Biostar Beta. Not for public use.
Slicing a vcf file to just a few thousand SNPs with PyVCF.
0
Entering edit mode
3.6 years ago
Pedro Morell • 10
@Pedro Morell22807

Hi, I'm trying to reduce a vcf file from 1000 Genomes to just a set of SNPs (around 40k). I have the list of dbSNPs IDs stored on a pandas Series, and I'm trying to retrieve just those genes with a "if record in series:" , but it's not working. Any suggestion on how to call for just certaing SNPs?

Thank you.

Python VCF 1000Genomes • 902 views
2
Entering edit mode
3.6 years ago
@Pierre Lindenbaum30
--keepIDs / -IDs

List of variant IDs to select
If a file containing a list of IDs is provided to this argument, the tool will only select variants whose ID field is present in this list of IDs. The matching is done by exact string matching. The expected file format is simply plain text with one ID per line

0
Entering edit mode

Thanks! I'm trying to use this method, but I'm having an Error with the input. My file looks like this:

rs369720564
rs369711657
rs369708999
rs369700777
rs369687712


So, according to the description (plain text, a single ID per row) it should be working. Any advices?

0
Entering edit mode

I'm having an Error with the input

what is the error ?

0
Entering edit mode

ERROR MESSAGE: Invalid argument value 'HCL.txt' at position 4.
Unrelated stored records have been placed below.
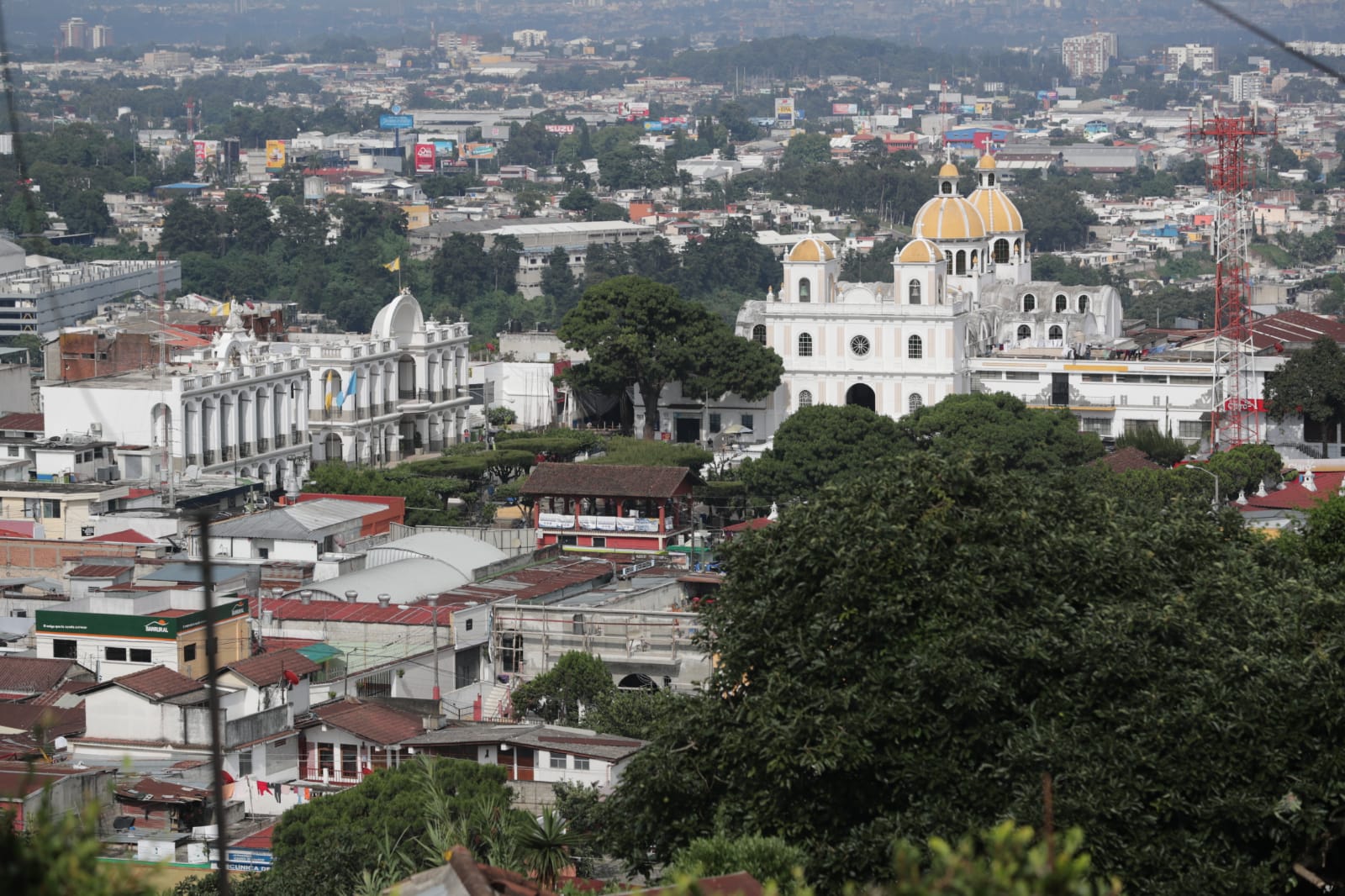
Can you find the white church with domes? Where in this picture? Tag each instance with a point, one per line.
(961, 288)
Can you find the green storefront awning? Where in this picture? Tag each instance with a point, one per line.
(319, 653)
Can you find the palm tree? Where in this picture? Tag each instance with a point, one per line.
(546, 846)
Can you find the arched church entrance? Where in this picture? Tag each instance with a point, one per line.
(862, 396)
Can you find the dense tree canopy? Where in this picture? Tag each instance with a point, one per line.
(908, 653)
(641, 334)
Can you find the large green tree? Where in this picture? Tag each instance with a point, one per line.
(1311, 385)
(641, 334)
(1002, 430)
(910, 653)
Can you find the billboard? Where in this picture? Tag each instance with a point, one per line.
(275, 155)
(424, 158)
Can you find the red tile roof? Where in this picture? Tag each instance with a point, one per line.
(158, 683)
(98, 571)
(1126, 459)
(1295, 495)
(127, 535)
(374, 723)
(24, 423)
(1295, 327)
(34, 676)
(607, 481)
(269, 667)
(261, 840)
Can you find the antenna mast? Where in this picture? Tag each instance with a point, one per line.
(1234, 417)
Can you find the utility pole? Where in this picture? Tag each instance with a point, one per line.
(434, 629)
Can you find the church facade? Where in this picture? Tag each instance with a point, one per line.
(962, 289)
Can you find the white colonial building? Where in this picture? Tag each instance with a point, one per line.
(397, 392)
(962, 288)
(235, 407)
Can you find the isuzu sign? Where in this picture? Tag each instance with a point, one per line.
(424, 158)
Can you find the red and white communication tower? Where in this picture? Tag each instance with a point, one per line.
(1234, 417)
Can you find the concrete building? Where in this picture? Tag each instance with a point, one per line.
(538, 240)
(235, 407)
(397, 392)
(1200, 57)
(1087, 57)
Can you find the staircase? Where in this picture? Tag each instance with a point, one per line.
(495, 703)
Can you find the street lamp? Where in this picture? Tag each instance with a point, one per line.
(1214, 502)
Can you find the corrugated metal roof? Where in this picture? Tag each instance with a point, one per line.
(295, 522)
(463, 552)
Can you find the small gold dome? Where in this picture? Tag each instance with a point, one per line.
(811, 249)
(919, 252)
(997, 210)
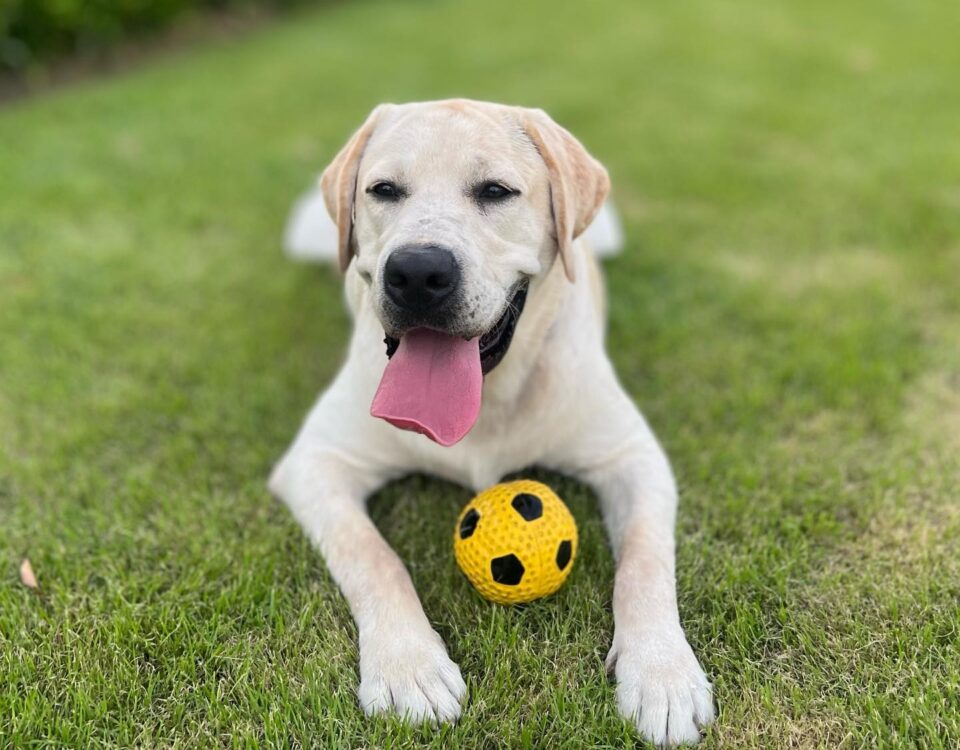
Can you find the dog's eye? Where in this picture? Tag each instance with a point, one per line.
(492, 192)
(385, 190)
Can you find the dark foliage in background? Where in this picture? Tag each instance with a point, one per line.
(36, 31)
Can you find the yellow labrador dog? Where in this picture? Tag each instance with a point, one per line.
(478, 350)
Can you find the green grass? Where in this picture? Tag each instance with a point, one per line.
(786, 314)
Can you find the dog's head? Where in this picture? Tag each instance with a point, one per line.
(449, 208)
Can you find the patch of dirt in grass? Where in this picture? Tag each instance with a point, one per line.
(933, 410)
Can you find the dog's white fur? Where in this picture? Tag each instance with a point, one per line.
(554, 400)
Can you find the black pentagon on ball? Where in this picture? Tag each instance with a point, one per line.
(507, 570)
(527, 505)
(468, 524)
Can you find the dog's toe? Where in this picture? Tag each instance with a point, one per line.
(662, 690)
(412, 677)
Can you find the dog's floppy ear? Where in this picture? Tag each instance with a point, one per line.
(339, 186)
(578, 183)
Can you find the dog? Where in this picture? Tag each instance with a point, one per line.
(478, 350)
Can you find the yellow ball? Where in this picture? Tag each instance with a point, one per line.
(516, 542)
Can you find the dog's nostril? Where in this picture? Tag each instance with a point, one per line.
(420, 277)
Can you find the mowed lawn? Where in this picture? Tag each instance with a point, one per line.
(786, 312)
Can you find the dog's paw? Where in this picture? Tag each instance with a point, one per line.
(409, 675)
(661, 688)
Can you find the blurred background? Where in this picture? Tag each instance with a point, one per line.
(785, 311)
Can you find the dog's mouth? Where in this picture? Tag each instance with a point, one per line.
(433, 380)
(496, 341)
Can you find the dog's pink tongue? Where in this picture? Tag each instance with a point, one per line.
(431, 386)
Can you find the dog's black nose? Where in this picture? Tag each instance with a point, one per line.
(418, 279)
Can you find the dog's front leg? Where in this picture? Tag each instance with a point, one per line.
(660, 685)
(404, 667)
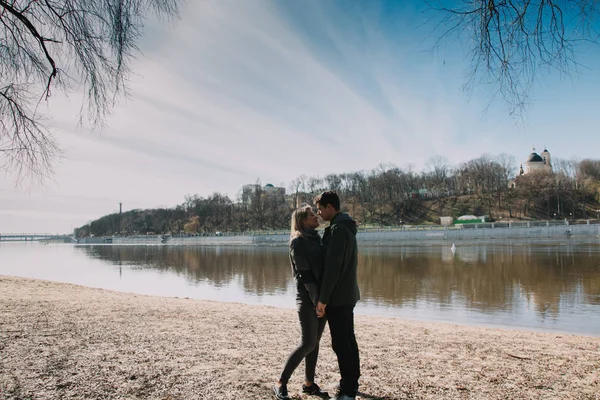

Also tryed with a toy list copied from the IDs in the vcf and got the same message, so the format is the issue.

0
Entering edit mode

can you send the full cmd line please.

0
Entering edit mode
java -jar GenomeAnalysisTK.jar -T SelectVariants --variant input.vcf --keepIDs snps.txt --out output.vcf

0
Entering edit mode

first, GATK cannot work without the option -R ref.fa

0
Entering edit mode

second, this is not the cmd line you used as there is no such argument value 'HCL.txt' at position 4.

0
Entering edit mode

I actually copy/pasted it, but decided to change the names in favor of clarity. I tryed with the reference genome, and now I'm getting this error instead:

ERROR MESSAGE: Input files /home/hjorvik/Escritorio/TFM/Datos/1KG/ALL.chr6.phase3_shapeit2_mvncall_integrated_v5a.20130502.genotypes.vcf and reference have incompatible contigs. Please see https://software.broadinstitute.org/gatk/documentation/article?id=63for more information. Error details: No overlapping contigs found.


This is the cmd line I used, this time with its original names:

java -jar GenomeAnalysisTK.jar -R GRCh38_full_analysis_set_plus_decoy_hla.fa -T SelectVariants --variant ALL.chr6.phase3_shapeit2_mvncall_integrated_v5a.20130502.genotypes.vcf -IDs HCL.txt --out chrm6_trimed.vcf

1
Entering edit mode
0
Entering edit mode

check #chrom column in your VCF and match with that from fasta file headers (chromosome/contig names)

0
Entering edit mode

I done this, but still have the same problem. I've realized that, even if I changed my chrom column, the contigs in the header are still labeled as 1,2,3,4. How can I change them using gawk?